Happy Friday! We are in the process of publishing Philter 1.5.0. Philter identifies and removes sensitive information in text. Look for Philter 1.5.0 to be available on the cloud marketplaces soon.

This version has a few new features in addition to minor improvements and fixes. The new features are described below.

New “Section” Filter

Philter 1.5.0 includes a new filter type called a “Section.” This filter type lets you specify patterns that indicate the start and end of a section of text. For example, if your text has sentences or even paragraphs denoted with some marker, you can use the Section filter to redact those sentences or paragraphs. You just give the filter the regular expression patterns for the start and end markings.

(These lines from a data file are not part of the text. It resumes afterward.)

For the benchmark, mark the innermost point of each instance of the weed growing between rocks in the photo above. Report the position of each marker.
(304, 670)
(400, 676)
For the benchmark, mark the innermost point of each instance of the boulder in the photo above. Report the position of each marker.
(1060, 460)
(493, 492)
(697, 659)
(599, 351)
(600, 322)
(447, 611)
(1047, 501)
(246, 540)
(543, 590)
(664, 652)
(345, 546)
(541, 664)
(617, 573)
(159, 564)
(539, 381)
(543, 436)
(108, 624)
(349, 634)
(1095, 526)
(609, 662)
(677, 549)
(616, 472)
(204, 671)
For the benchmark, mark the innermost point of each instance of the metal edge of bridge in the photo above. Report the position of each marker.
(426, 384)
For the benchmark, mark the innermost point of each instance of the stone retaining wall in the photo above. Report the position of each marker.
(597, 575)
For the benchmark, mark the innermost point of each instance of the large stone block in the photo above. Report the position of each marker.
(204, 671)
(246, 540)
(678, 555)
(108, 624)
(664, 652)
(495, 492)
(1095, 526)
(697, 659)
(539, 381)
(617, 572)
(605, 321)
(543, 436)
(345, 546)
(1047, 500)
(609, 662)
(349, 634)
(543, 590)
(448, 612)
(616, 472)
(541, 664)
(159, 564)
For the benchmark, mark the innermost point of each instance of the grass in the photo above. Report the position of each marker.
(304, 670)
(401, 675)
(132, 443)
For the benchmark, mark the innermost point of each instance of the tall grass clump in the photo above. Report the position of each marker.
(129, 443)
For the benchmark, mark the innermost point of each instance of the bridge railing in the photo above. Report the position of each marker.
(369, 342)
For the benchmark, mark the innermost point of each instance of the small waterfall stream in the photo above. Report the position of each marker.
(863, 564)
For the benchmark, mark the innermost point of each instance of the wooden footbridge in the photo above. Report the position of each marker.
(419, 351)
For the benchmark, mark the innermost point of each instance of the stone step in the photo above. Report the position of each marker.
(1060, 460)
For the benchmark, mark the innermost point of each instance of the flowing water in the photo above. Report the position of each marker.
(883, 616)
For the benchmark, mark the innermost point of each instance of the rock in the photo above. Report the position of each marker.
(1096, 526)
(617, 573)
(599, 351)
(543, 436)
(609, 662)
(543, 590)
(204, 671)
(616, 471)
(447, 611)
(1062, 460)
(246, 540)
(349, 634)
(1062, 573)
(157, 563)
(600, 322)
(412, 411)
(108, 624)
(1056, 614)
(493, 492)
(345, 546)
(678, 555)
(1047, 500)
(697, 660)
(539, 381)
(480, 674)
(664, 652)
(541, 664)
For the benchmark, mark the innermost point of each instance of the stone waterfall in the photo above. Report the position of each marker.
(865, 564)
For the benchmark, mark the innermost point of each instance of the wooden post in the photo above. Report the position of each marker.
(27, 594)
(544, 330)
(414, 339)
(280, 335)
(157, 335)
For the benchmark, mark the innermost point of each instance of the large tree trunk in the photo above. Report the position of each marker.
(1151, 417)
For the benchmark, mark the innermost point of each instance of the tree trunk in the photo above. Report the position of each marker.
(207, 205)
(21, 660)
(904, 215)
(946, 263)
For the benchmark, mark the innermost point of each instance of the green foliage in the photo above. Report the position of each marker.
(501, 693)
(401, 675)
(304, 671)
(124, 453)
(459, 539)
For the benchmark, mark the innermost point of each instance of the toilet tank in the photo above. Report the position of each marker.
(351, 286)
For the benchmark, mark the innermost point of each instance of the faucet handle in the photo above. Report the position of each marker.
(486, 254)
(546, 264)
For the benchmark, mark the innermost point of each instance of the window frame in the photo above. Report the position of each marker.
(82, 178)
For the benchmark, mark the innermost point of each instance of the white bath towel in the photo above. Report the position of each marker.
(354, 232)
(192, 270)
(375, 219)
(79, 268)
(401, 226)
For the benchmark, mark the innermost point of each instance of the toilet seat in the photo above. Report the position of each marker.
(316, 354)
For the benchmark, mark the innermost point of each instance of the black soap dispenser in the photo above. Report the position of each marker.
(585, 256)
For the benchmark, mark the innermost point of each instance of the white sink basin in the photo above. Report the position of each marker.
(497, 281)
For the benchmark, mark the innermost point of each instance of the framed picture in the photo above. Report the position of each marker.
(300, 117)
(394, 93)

We have added the Section filter to the filter profiles documentation.

Amazon S3 to Store Filter Profiles

We have added the ability to store the filter profiles in an Amazon S3 bucket. The benefits of this is that now filter profiles can be shared across multiple instances of Philter. Previously, if you were running two instances of Philter you would have to update the filter profiles on each instance. By storing the filter profiles in S3 you can just update the filter profiles once via Philter’s API. This does require a cache. The cache stores the filter profiles to lower the latency and reduce the number of calls to S3. (More on the cache below.)

We have published some CloudFormation and Terraform scripts to help with creating this architecture on GitHub.

Consolidated Caches

Philter previously used caches for the random anonymization values. With the introduction of using a cache for storing the profiles in S3 we have consolidated those caches into a single cache. Because of this, the configuration settings have been slightly renamed to reflect this. We have updated Philter’s documentation with the renamed properties. Having a single cache means there is less to configure and fewer required resources.

If you are upgrading from a previous version you will need to change to the new cache property names.

Changeable Model File

The model file used by Philter can now be set in Philter’s Check out Philter’s documentation for the details. By being able to set the model being used you can now select which model is most applicable to your use-case and domain.